|Chief offers kava to the guest during yaqona ceremony. Pic: Roderick Eime|
Yaqona (yang-GO-na) is a tranquilizing, nonalcoholic drink that numbs the tongue and lips. Better known as kava, it's made from the waka (dried root) of the pepper plant (Macropiper methysticum). This ceremonial preparation is the most honored feature of the formal life of Fijians, Tongans, and Samoans. It is performed with the utmost gravity according to a sacramental ritual to mark births, marriages, deaths, official visits, the installation of a new chief, etc.
New mats are first spread on the floor, on which a hand-carved tanoa (a wooden bowl nearly a meter wide) is placed. A long fiber cord decorated with cowrie shells leads from the bowl to the guests of honor. At the end of the cord is a white cowrie, which symbolizes a link to ancestral spirits. As many as 70 men take their places before the bowl. The officiates are adorned with tapa, fiber, and croton leaves, their torsos smeared with glistening coconut oil, their faces usually blackened.
The guests present a bundle of waka to the hosts, along with a short speech explaining their visit, a custom known as a sevusevu. The sevusevu is received by the hosts and acknowledged with a short speech of acceptance. The waka are then scraped clean and pounded in a tabili (mortar). Formerly they were chewed. Nowadays the pulp is put in a cloth sack and mixed with water in the tanoa. In the ceremony the yaqona is kneaded and strained through vau (hibiscus) fibers.

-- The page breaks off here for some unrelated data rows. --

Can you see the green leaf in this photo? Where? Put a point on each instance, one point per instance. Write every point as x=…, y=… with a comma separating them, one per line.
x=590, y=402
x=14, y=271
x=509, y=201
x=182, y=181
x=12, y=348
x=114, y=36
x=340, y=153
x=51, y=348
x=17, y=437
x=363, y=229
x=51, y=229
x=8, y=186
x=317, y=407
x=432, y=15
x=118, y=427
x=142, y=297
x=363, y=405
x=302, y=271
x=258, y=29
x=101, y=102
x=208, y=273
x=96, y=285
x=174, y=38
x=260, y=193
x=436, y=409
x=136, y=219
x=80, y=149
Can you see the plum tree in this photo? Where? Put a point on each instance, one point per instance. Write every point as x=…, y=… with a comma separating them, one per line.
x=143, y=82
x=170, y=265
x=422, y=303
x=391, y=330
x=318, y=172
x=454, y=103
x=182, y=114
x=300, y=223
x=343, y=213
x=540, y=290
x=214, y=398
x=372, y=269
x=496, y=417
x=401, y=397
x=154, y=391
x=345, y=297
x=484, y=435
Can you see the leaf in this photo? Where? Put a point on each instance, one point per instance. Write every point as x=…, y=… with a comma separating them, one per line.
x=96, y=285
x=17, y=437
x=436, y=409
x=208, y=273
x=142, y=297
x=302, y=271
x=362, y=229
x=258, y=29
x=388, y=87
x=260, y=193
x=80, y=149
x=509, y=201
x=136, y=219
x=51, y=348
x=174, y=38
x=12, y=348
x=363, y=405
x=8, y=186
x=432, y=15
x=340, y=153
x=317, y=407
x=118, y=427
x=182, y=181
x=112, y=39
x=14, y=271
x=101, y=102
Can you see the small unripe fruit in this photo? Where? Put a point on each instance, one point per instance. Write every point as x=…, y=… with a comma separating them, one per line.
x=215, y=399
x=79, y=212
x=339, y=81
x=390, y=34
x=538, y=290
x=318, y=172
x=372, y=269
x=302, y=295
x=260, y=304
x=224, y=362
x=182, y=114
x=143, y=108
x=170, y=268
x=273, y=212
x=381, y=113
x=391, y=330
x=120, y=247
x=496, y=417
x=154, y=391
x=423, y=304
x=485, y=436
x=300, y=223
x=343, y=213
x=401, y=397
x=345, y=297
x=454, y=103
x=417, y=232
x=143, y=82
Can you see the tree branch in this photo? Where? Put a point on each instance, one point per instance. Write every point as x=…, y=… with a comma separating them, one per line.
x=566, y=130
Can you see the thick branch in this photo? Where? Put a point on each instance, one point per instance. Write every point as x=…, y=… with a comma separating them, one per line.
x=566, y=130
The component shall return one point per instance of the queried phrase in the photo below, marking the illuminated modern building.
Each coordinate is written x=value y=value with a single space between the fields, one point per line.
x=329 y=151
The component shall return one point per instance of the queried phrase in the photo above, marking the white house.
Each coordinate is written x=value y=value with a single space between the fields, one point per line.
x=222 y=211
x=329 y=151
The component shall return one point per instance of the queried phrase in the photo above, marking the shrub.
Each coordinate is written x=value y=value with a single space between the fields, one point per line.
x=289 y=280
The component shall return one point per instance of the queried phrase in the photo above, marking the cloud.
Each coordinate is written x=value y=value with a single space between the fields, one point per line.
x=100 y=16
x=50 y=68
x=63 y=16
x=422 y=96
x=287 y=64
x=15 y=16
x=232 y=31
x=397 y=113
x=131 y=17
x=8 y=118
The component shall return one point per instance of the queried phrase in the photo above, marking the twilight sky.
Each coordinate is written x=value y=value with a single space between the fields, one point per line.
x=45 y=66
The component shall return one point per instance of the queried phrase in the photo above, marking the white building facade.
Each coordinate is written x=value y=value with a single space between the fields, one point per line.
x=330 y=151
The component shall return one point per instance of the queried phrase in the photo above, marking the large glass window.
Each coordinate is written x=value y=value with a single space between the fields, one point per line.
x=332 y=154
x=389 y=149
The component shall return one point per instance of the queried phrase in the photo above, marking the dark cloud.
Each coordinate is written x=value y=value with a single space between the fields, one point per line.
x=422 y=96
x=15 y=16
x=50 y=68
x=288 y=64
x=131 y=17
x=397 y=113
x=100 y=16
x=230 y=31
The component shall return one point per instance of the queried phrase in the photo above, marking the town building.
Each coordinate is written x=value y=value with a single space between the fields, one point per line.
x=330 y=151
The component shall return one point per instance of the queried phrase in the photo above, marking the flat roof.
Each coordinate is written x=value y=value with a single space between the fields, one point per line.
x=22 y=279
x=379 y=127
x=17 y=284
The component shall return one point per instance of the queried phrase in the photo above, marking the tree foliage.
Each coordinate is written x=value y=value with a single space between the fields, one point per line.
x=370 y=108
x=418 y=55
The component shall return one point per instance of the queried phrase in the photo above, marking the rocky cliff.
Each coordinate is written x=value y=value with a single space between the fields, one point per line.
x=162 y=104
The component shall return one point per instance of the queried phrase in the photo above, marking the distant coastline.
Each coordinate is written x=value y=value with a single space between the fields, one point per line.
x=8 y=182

The mixer displays the strength of the grog (kava) to the mata ni vanua (master of ceremonies) by pouring out a cupful into the tanoa. If the mata ni vanua considers the mix too strong, he calls for wai (water), then says "Lose" (mix), and the mixer proceeds. Again he shows the consistency to the mata ni vanua by pouring out a cupful. If it appears right, the mata ni vanua says "Loba" (squeeze). The mixer squeezes the remaining juice out of the pulp, puts it aside, and announces, "Sa lose oti saka na yaqona, vaka turaga" (the kava is ready, my chief). He runs both hands around the rim of the tanoa and claps three times. <\f\f>The mata ni vanua then says "Talo" (serve). The cupbearer squats in front of the tanoa with a bilo (half coconut shell), which the mixer fills. The cupbearer then presents the first cup to the guest of honor, who claps once and drains it, and everyone claps three times. The second cup goes to the guests' mata ni vanua, who claps once and drinks. The man sitting next to the mixer says "Aa," and everyone answers "Maca" (empty). The third cup is for the first local chief, who claps once before drinking, and everyone claps three times after. Then the mata ni vanua of the first local chief claps once and drinks, and everyone says "Maca." The same occurs for the second local chief and his mata ni vanua.
After these six men have finished their cups, the mixer announces, "Sa maca saka tu na yaqona, vaka turaga" (the bowl is empty, my chief), and the mata ni vanua says "Cobo" (clap). The mixer then runs both hands around the rim of the tanoa and claps three times. This terminates the full ceremony, but then a second bowl is prepared and everyone drinks. During the drinking of the first bowl, complete silence must be maintained.